Comment les pédagogues de l’Ontario utilisent la technologie pour faciliter l’apprentissage à distance.
De Stefan Dubowski
photo : matthew plexman; illustration : madison van rijn
Depuis les 10 dernières années, les enseignants sont de plus en plus nombreux à se tourner vers la technologie pour appuyer leur travail en classe. Or, la crise pandémique des 12 derniers mois qui les a forcés à se tourner vers le web aura certes accéléré cette tendance. Pour bon nombre, la transition n’aura pas été sans difficulté. Voyez comment cinq membres de l’Ordre ont relevé le défi.
En septembre dernier, Wai Chi Tsui, EAO, a rangé son sifflet d’enseignante d’éducation physique à l’école élémentaire La Fontaine à Kleinburg (Ontario) pour devenir enseignante au jardin d’enfants en mode virtuel.
Le Conseil scolaire Viamonde a dû faire en sorte de trouver une autre solution pour les familles qui préféraient garder leurs enfants à la maison. Mme Tsui s’est donc installée devant son ordinateur pour enseigner à une trentaine d’élèves de la maternelle et du jardin. Pour ce faire, elle a dû se familiariser avec la technologie et assimiler en vitesse des techniques d’enseignement efficaces sur le web.

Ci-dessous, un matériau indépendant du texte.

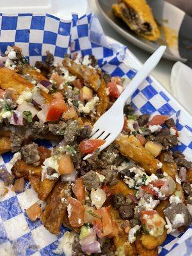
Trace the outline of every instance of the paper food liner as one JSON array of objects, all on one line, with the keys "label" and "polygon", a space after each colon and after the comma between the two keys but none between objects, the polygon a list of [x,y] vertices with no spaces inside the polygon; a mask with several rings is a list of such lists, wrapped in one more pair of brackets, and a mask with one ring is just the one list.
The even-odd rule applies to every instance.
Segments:
[{"label": "paper food liner", "polygon": [[[73,15],[71,20],[63,20],[52,15],[36,14],[0,15],[0,49],[4,53],[8,45],[22,48],[33,65],[45,59],[46,51],[52,53],[56,61],[61,61],[66,53],[92,54],[103,70],[111,76],[131,79],[136,70],[124,63],[126,47],[109,45],[98,19],[92,13],[79,19]],[[192,160],[192,119],[180,106],[156,81],[147,77],[132,96],[132,102],[141,113],[169,115],[177,120],[180,131],[180,145],[189,160]],[[39,145],[52,147],[51,142],[38,140]],[[13,154],[0,156],[0,164],[10,172],[9,161]],[[0,199],[0,255],[54,255],[58,240],[67,230],[61,227],[59,236],[50,234],[40,220],[31,222],[25,209],[37,201],[35,192],[27,183],[24,192],[10,191]],[[159,246],[159,255],[189,255],[192,246],[191,227],[184,234],[170,234]],[[177,248],[175,248],[177,246]]]}]

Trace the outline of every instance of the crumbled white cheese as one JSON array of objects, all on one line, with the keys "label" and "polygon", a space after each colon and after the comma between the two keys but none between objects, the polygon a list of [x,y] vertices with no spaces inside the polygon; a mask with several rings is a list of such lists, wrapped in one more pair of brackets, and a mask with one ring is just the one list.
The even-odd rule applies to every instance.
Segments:
[{"label": "crumbled white cheese", "polygon": [[149,125],[148,129],[151,131],[152,133],[155,132],[159,132],[159,131],[161,130],[162,127],[159,125],[159,124],[156,125],[155,124],[154,125]]},{"label": "crumbled white cheese", "polygon": [[99,180],[101,183],[102,183],[104,180],[104,179],[106,179],[106,177],[104,177],[104,175],[102,175],[102,174],[99,173],[98,172],[96,172],[96,174],[98,176]]},{"label": "crumbled white cheese", "polygon": [[141,228],[141,226],[139,226],[138,225],[136,225],[134,226],[133,228],[131,228],[129,232],[129,241],[131,243],[134,243],[136,241],[136,234],[137,231],[138,231]]},{"label": "crumbled white cheese", "polygon": [[170,197],[169,201],[170,204],[178,204],[182,202],[179,196],[175,195],[172,195]]},{"label": "crumbled white cheese", "polygon": [[174,127],[171,127],[170,129],[170,132],[171,135],[176,135],[176,130]]},{"label": "crumbled white cheese", "polygon": [[154,173],[152,173],[150,176],[147,177],[147,179],[145,181],[145,185],[147,186],[152,181],[157,180],[159,178]]},{"label": "crumbled white cheese", "polygon": [[59,244],[52,252],[56,254],[63,254],[65,256],[72,256],[72,244],[74,242],[74,234],[72,232],[66,232],[63,237],[59,240]]},{"label": "crumbled white cheese", "polygon": [[5,191],[5,186],[4,185],[3,181],[0,180],[0,198],[3,196]]},{"label": "crumbled white cheese", "polygon": [[68,218],[70,218],[71,216],[71,209],[72,205],[70,204],[68,204],[68,205],[67,205]]},{"label": "crumbled white cheese", "polygon": [[12,160],[9,163],[9,168],[11,170],[17,160],[21,159],[21,154],[20,152],[15,153]]},{"label": "crumbled white cheese", "polygon": [[92,99],[92,100],[88,102],[85,106],[82,103],[79,103],[78,109],[80,113],[84,113],[84,114],[90,114],[91,112],[95,114],[95,106],[99,102],[99,97],[95,96]]},{"label": "crumbled white cheese", "polygon": [[92,61],[89,59],[89,55],[85,55],[83,58],[82,64],[84,65],[85,66],[88,66],[89,65],[92,64]]},{"label": "crumbled white cheese", "polygon": [[14,51],[11,51],[8,54],[8,58],[10,60],[15,60],[16,59],[16,52]]},{"label": "crumbled white cheese", "polygon": [[173,220],[173,225],[182,224],[184,223],[184,218],[183,213],[177,213]]},{"label": "crumbled white cheese", "polygon": [[127,120],[127,127],[131,132],[134,132],[135,131],[133,125],[134,124],[134,120],[132,119],[128,119]]},{"label": "crumbled white cheese", "polygon": [[[58,178],[60,176],[60,173],[58,173],[59,165],[58,163],[58,159],[56,156],[52,156],[49,158],[46,158],[43,164],[42,167],[42,180],[45,179],[54,179]],[[47,174],[47,169],[48,167],[51,167],[54,169],[57,173],[53,173],[52,175],[48,175]]]},{"label": "crumbled white cheese", "polygon": [[32,92],[28,89],[26,90],[25,91],[22,92],[22,93],[19,96],[16,102],[20,105],[26,100],[30,100],[32,98]]}]

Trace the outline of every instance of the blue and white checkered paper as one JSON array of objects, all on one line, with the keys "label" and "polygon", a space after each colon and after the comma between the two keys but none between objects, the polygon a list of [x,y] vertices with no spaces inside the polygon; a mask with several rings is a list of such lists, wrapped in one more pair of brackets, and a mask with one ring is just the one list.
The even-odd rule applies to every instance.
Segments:
[{"label": "blue and white checkered paper", "polygon": [[[0,28],[1,53],[5,52],[8,45],[16,45],[22,49],[32,65],[37,60],[44,60],[47,50],[57,61],[61,61],[66,53],[72,55],[80,52],[83,56],[94,55],[100,67],[112,76],[131,79],[136,74],[136,70],[124,63],[127,54],[126,47],[118,44],[109,45],[98,19],[93,14],[80,19],[74,15],[68,21],[49,14],[0,14]],[[132,95],[132,102],[140,113],[174,117],[180,132],[180,145],[177,148],[192,160],[192,118],[162,86],[147,77]],[[45,140],[38,143],[47,147],[53,146]],[[0,156],[0,165],[8,172],[8,163],[12,156],[6,153]],[[30,221],[25,209],[37,200],[29,184],[24,192],[15,193],[10,191],[0,198],[1,256],[55,255],[52,250],[67,228],[62,227],[60,236],[56,236],[50,234],[40,220]],[[179,255],[189,255],[188,252],[192,244],[189,237],[191,234],[192,228],[189,227],[184,234],[168,236],[159,248],[159,255],[176,255],[177,248]]]}]

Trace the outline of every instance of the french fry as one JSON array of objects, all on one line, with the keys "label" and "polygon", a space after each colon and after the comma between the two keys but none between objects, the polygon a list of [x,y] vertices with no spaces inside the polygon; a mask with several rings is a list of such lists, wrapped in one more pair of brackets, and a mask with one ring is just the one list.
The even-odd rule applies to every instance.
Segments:
[{"label": "french fry", "polygon": [[98,89],[97,95],[100,99],[100,103],[97,109],[97,114],[99,116],[106,112],[109,102],[109,97],[106,93],[106,84],[102,78],[100,79],[100,86]]},{"label": "french fry", "polygon": [[0,154],[10,151],[11,143],[8,137],[0,137]]},{"label": "french fry", "polygon": [[42,219],[45,227],[52,234],[58,236],[63,218],[66,213],[67,207],[61,198],[67,200],[67,192],[70,189],[69,182],[63,184],[59,180],[54,188],[51,195],[47,202]]},{"label": "french fry", "polygon": [[100,81],[97,71],[87,66],[77,64],[68,58],[65,58],[63,60],[63,66],[74,76],[76,76],[87,85],[97,92]]},{"label": "french fry", "polygon": [[116,143],[120,146],[119,150],[122,155],[139,163],[147,173],[156,173],[159,169],[159,161],[141,145],[134,136],[120,134]]},{"label": "french fry", "polygon": [[26,164],[24,160],[17,160],[12,168],[12,173],[17,178],[28,179],[29,175],[41,176],[42,166],[33,166],[31,164]]},{"label": "french fry", "polygon": [[0,68],[0,87],[3,90],[13,89],[19,95],[26,90],[34,86],[30,82],[15,71],[6,68]]},{"label": "french fry", "polygon": [[158,249],[157,248],[155,249],[147,249],[140,241],[140,237],[137,236],[135,241],[135,246],[137,255],[140,256],[158,256]]}]

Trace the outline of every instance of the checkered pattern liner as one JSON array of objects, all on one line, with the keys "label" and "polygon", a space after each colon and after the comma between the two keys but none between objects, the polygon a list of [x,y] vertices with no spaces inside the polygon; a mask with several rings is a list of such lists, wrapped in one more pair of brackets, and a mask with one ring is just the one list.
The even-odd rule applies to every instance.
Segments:
[{"label": "checkered pattern liner", "polygon": [[[126,47],[118,44],[109,45],[98,19],[93,14],[81,19],[74,15],[72,20],[68,21],[49,14],[0,14],[0,28],[1,52],[4,52],[7,45],[15,44],[22,49],[32,65],[36,60],[44,60],[47,50],[58,61],[66,53],[80,52],[83,56],[94,55],[102,68],[112,76],[131,79],[136,74],[136,70],[123,61]],[[180,145],[177,149],[192,160],[192,119],[161,85],[147,77],[132,96],[132,102],[138,112],[174,117],[180,132]],[[45,140],[37,143],[47,147],[54,146]],[[8,172],[10,171],[8,163],[12,156],[9,152],[0,156],[0,165]],[[50,234],[40,221],[30,221],[25,209],[36,200],[36,195],[29,184],[26,184],[24,192],[15,193],[10,191],[0,198],[1,256],[55,255],[52,250],[57,247],[58,240],[67,228],[62,227],[60,236],[56,236]],[[178,248],[182,248],[180,255],[189,255],[186,253],[191,248],[191,239],[187,239],[184,244],[181,242],[185,240],[187,233],[191,236],[191,231],[192,228],[189,227],[184,234],[174,233],[168,236],[159,248],[159,255],[172,255],[172,250],[174,252],[177,246]]]}]

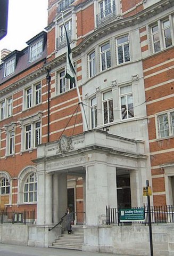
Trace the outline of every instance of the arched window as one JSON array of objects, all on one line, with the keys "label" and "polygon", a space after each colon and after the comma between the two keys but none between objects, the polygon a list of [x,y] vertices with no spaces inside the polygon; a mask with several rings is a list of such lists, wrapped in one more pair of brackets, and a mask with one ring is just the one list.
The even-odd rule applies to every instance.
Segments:
[{"label": "arched window", "polygon": [[10,194],[10,182],[6,178],[4,178],[0,181],[0,194]]},{"label": "arched window", "polygon": [[24,202],[30,203],[37,201],[37,177],[36,173],[30,173],[24,185]]}]

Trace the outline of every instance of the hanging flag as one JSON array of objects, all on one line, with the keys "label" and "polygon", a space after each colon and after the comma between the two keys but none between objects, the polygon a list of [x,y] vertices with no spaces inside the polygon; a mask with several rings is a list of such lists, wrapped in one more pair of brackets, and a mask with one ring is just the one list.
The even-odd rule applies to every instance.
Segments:
[{"label": "hanging flag", "polygon": [[63,21],[63,26],[65,31],[66,41],[67,44],[67,73],[65,77],[69,78],[70,81],[76,84],[75,76],[76,76],[76,71],[73,64],[73,60],[72,57],[71,50],[70,47],[70,44],[69,41],[68,33],[66,29],[65,25]]}]

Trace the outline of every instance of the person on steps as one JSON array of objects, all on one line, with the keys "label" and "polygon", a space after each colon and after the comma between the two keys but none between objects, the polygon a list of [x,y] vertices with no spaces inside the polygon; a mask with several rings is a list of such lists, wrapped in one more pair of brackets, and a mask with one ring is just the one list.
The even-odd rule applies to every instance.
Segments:
[{"label": "person on steps", "polygon": [[67,229],[68,234],[70,234],[72,233],[71,225],[73,223],[73,214],[69,207],[67,209]]}]

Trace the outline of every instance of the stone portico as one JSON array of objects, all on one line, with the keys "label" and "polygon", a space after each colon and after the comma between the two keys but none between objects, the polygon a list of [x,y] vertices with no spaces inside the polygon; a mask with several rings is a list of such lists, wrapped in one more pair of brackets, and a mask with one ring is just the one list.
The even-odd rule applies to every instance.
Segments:
[{"label": "stone portico", "polygon": [[106,205],[118,207],[117,172],[129,171],[132,206],[143,203],[149,178],[144,142],[92,130],[38,147],[38,225],[57,223],[67,207],[67,174],[84,178],[86,226],[105,222]]}]

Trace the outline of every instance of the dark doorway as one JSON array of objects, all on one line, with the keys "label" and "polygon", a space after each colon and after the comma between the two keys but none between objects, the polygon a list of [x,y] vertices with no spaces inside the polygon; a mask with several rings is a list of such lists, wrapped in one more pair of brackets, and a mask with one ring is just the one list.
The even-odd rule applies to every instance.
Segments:
[{"label": "dark doorway", "polygon": [[129,171],[117,170],[118,207],[131,208],[131,193]]},{"label": "dark doorway", "polygon": [[68,206],[74,212],[74,188],[68,189]]}]

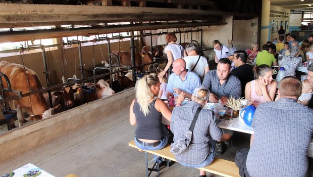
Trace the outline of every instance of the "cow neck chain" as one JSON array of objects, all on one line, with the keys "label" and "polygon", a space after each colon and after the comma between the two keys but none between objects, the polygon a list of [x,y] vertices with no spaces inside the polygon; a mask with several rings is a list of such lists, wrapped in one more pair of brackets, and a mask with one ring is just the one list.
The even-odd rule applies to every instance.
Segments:
[{"label": "cow neck chain", "polygon": [[[30,87],[30,84],[29,84],[29,80],[28,79],[28,77],[27,77],[27,75],[26,74],[26,69],[25,68],[25,56],[24,55],[24,51],[23,49],[21,49],[21,51],[20,51],[20,55],[21,55],[21,58],[22,59],[22,62],[23,63],[23,67],[24,68],[24,73],[25,75],[25,77],[26,77],[26,81],[27,81],[27,85],[28,85],[28,91],[29,92],[31,92],[34,91],[33,88]],[[30,109],[32,110],[32,105],[31,105],[31,95],[28,96],[29,99],[29,105],[30,105]]]},{"label": "cow neck chain", "polygon": [[[94,61],[94,46],[92,42],[92,63],[93,63],[93,69],[95,68],[95,62]],[[95,76],[95,72],[93,72],[93,76]],[[95,84],[95,78],[93,79],[93,82]]]},{"label": "cow neck chain", "polygon": [[64,65],[66,64],[65,64],[65,49],[64,47],[64,45],[62,45],[62,76],[63,77],[65,77],[65,70],[64,69]]}]

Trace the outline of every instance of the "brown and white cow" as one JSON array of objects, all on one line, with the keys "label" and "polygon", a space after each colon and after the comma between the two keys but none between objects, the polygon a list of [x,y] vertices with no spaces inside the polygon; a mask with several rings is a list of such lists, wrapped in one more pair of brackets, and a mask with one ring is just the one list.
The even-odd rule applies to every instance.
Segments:
[{"label": "brown and white cow", "polygon": [[[62,91],[56,91],[51,93],[52,104],[54,106],[60,105],[60,108],[55,110],[56,114],[72,109],[77,105],[74,99],[74,91],[70,86],[65,86],[62,88]],[[47,105],[49,105],[49,96],[48,94],[43,94],[43,97]]]},{"label": "brown and white cow", "polygon": [[164,55],[163,51],[164,50],[164,47],[166,45],[156,45],[153,46],[152,48],[152,51],[151,51],[150,46],[145,46],[141,49],[141,53],[142,54],[146,54],[149,52],[151,53],[151,54],[153,56],[163,56]]},{"label": "brown and white cow", "polygon": [[[115,78],[115,80],[112,82],[112,89],[115,93],[118,93],[125,89],[135,86],[135,83],[125,75],[121,76],[116,75]],[[107,82],[110,83],[110,80],[107,80]]]},{"label": "brown and white cow", "polygon": [[[112,54],[119,56],[118,51],[113,51],[111,52]],[[152,56],[149,53],[143,54],[142,53],[136,53],[135,55],[135,64],[136,66],[141,64],[146,64],[152,62]],[[117,62],[114,62],[113,64],[117,64]],[[120,51],[120,65],[131,66],[131,53],[128,51]],[[142,70],[142,68],[138,68],[137,70],[141,72],[144,72],[148,70],[148,68],[151,65],[146,65]]]},{"label": "brown and white cow", "polygon": [[[0,62],[0,72],[8,76],[13,90],[22,91],[23,94],[29,93],[27,78],[29,81],[29,85],[32,90],[36,91],[42,88],[41,83],[37,74],[27,67],[25,67],[25,70],[27,78],[22,65],[9,63],[5,61]],[[8,88],[7,82],[3,80],[4,79],[3,79],[4,87]],[[6,98],[16,96],[15,94],[13,93],[5,92]],[[54,114],[54,109],[49,109],[42,93],[14,100],[13,104],[15,109],[18,111],[17,118],[20,126],[23,125],[23,123],[25,121],[22,110],[30,115],[29,119],[33,121],[47,118]]]}]

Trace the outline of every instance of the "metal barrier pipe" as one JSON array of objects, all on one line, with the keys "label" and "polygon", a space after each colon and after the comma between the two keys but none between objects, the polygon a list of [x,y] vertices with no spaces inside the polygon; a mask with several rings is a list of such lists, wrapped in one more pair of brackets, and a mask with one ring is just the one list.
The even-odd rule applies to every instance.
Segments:
[{"label": "metal barrier pipe", "polygon": [[[44,48],[43,46],[41,46],[41,51],[42,53],[42,60],[43,60],[43,68],[44,71],[43,73],[45,75],[45,80],[47,82],[47,86],[50,86],[50,80],[49,79],[49,71],[48,71],[48,66],[47,65],[47,58],[45,56],[45,51]],[[48,96],[49,97],[49,104],[50,104],[50,108],[53,108],[53,105],[52,103],[52,96],[51,96],[51,91],[48,91]]]},{"label": "metal barrier pipe", "polygon": [[[135,63],[135,37],[134,36],[134,31],[130,32],[130,35],[131,38],[130,38],[130,52],[131,54],[131,66],[134,67],[136,66]],[[136,70],[135,68],[133,69],[133,81],[136,82],[136,76],[135,74],[136,73]]]},{"label": "metal barrier pipe", "polygon": [[[107,38],[108,40],[108,55],[109,57],[109,65],[111,66],[112,64],[112,60],[111,59],[111,43],[110,42],[110,39]],[[119,58],[117,58],[118,60],[119,60]],[[112,67],[110,67],[110,72],[112,72],[113,71],[112,70]],[[111,86],[111,87],[113,86],[113,78],[112,77],[112,75],[110,75],[110,85]]]}]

«On avait l’impression de partir de zéro», dit-elle, se souvenant qu’au début, les consignes étaient rares. Elle en est venue à adopter un système qui fonctionne : trois visioconférences quotidiennes de 30 minutes avec Microsoft Teams à l’intention des élèves de la maternelle et du jardin d’enfants, ainsi que de courtes leçons et activités, et des clips de Mini-TFO (tfo.org/fr/mini-tfo et tfo.org/en/mini-tfo) axés sur le curriculum. Elle a ainsi réussi à capter l’attention des élèves sans les saturer.
Les parents accompagnaient leur enfant pour régler la caméra et le micro. «Il ne faut pas s’attendre à ce qu’un enfant de 4 ou 5 ans puisse ouvrir une séance en ligne dans Teams», fait-elle remarquer.
Comme il fallait s’y attendre, il y a eu quelques ratés, comme le jour où Mme Tsui a perdu sa connexion internet (elle s’est ruée sur son téléphone pour utiliser l’accès cellulaire et continuer à enseigner) et la fois où son portable a refusé de se mettre en route (elle a couru pour en allumer un autre et continuer).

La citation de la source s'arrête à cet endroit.